The Assad regime emerged in 1971 with Hafez al-Assad’s rise to power. The Syrian government was officially designated a republic; in reality, it has functioned as a dynastic dictatorship, manipulating all “democratic” proceedings through rigged elections and systematic corruption. As president, Hafez al-Assad cultivated a cult of personality and established a precedent of ruling with an iron fist. His son, Bashar al-Assad, inherited the presidency in 2000. Bashar al-Assad’s rule proved to be more authoritarian and violent than his father’s. The second Assad destroyed Western hopes of a less extreme Syria when he strengthened Syrian ties with Iran as well as terrorist and extremist organizations such as Hamas and Hezbollah. 

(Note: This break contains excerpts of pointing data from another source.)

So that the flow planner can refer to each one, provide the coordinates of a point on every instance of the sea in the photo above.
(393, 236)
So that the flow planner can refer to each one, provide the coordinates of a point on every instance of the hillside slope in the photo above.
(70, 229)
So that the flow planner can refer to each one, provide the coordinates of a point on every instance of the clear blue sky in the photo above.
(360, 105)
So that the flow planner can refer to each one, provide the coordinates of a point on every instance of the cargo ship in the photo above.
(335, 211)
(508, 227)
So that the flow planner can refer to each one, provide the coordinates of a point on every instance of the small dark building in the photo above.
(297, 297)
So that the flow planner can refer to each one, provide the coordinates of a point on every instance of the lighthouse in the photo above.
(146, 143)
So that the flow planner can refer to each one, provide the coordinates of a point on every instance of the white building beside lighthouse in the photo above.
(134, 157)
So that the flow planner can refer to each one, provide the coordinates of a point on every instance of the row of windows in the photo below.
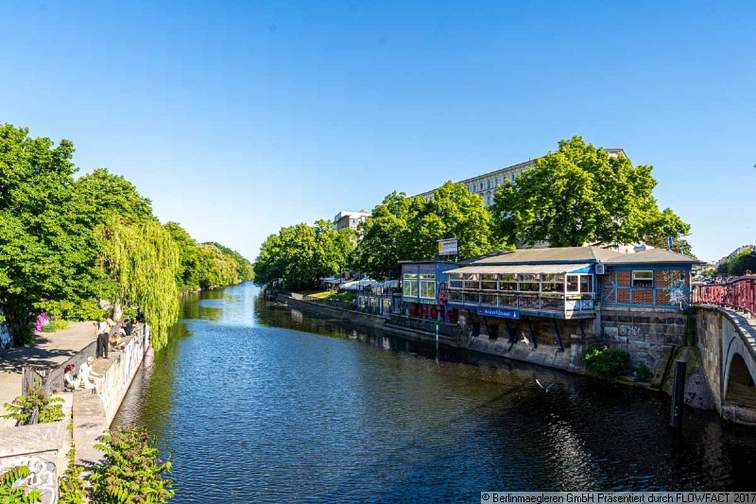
(523, 282)
(419, 285)
(491, 183)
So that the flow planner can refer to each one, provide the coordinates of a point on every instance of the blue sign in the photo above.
(512, 313)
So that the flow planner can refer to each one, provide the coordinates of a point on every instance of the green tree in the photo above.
(142, 261)
(580, 194)
(384, 237)
(46, 249)
(740, 263)
(23, 408)
(71, 486)
(408, 228)
(131, 470)
(453, 212)
(299, 256)
(11, 493)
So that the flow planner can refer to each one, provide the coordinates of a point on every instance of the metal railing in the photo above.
(739, 293)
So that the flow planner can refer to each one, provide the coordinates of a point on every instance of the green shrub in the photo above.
(606, 362)
(643, 373)
(49, 409)
(10, 494)
(71, 487)
(55, 325)
(130, 471)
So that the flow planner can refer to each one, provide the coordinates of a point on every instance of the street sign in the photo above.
(512, 313)
(448, 246)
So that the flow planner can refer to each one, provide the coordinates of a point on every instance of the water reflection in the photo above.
(261, 403)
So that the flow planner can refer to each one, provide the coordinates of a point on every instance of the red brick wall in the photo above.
(643, 296)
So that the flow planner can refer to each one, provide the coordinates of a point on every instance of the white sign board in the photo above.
(448, 246)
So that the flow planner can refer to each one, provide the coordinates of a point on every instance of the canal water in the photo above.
(259, 403)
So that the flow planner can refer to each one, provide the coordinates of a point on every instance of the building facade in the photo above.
(557, 297)
(349, 219)
(485, 185)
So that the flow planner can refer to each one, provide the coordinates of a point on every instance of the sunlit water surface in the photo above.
(258, 403)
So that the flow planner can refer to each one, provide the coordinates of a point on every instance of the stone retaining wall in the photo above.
(120, 373)
(41, 447)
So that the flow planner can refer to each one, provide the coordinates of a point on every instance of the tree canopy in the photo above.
(408, 228)
(299, 256)
(739, 263)
(580, 194)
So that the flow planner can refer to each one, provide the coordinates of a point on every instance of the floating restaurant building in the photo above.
(556, 300)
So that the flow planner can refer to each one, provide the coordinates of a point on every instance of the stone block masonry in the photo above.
(93, 413)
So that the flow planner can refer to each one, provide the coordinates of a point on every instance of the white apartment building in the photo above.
(349, 219)
(486, 184)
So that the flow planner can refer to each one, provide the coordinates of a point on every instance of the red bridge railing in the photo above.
(739, 293)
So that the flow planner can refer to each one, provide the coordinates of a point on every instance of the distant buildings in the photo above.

Bashar al-Assad is best known for his brutality and widespread human rights violations during the Syrian Civil War, which stemmed from the Arab Spring protests. In 2011, Assad authorized the Syrian Army to use force and open fire against unarmed pro-democracy protestors, some of whom were simply demonstrating for the release of political prisoners and greater freedoms. The army responded with mass arrests, targeting even men and boys who did not engage in protests, tortured and executed detainees, besieged cities, and bombed and killed innocent Syrian civilians. These actions escalated into the Syrian Civil War, which would continue for the next thirteen years, leading to the death of hundreds of thousands of rebels and civilians alike. With the civil war came the formation of several Islamist extremist groups, like the Jabhat al-Nusra and the Islamic State of Iraq and ash-Sham (ISIS). According to the United Nations, Bashar al-Assad has also used nerve gas and chemical weapons against Syrian civilians during the war; the Syrian government has constantly denied accusations of crimes against humanity.

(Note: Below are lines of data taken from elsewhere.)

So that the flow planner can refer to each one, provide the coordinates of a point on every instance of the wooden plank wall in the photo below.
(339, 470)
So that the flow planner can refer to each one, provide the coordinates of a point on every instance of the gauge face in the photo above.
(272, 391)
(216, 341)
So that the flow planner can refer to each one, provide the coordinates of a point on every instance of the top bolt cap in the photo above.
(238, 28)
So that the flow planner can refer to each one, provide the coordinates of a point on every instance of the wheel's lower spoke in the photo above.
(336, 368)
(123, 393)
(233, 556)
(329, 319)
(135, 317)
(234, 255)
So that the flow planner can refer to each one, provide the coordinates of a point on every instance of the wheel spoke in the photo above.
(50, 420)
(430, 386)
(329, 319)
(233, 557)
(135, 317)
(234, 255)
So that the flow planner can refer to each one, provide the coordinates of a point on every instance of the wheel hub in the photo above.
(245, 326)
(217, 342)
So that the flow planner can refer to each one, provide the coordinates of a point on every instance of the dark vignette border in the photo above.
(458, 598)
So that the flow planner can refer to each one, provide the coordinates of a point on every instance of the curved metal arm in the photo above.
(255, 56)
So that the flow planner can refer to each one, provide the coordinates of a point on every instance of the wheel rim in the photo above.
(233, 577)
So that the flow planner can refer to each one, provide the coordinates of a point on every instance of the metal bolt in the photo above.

Until now, Syria was stuck between the autocratic Assad regime and Islamist extremist groups, both of which have relentlessly targeted civilians and used violence to assert control. The widespread destruction of cities across Syria has led to the second largest forced displacement in the world and the largest refugee crisis since World War II, with 14 million individuals forced to leave their homes. Although the fall of Damascus and the end of the Assad regime to the HTS is a victory for Syrian civilians, within the jubilation lies uncertainty for the future of the country. While it has severely weakened Iran, the end of the Assad regime leaves a power vacuum in Syria, one that could be filled by an extremist, radical group. Abu Mohammad al-Jolani, the leader of HTS, has claimed that the new Syrian government will be defined by the people, hinting towards the initiation of an actual democratic republican system of government. However, HTS is still designated as a terrorist organization by the United Nations, and many countries are skeptical of Jolani’s claims. Analysts have drawn parallels of HTS’s shocking take-over to the Taliban’s actions in Afghanistan in 2021, which raises questions of what the new sectarian government might bring. Ultimately, Syria is now faced with a crossroads: a choice between continuing the legacy of brutality left by Assad or seizing the monumental opportunity to create a better future for the nation. 


Information retrieved from CNN, NPR, Council on Foreign Relations, and Civil Rights Defenders.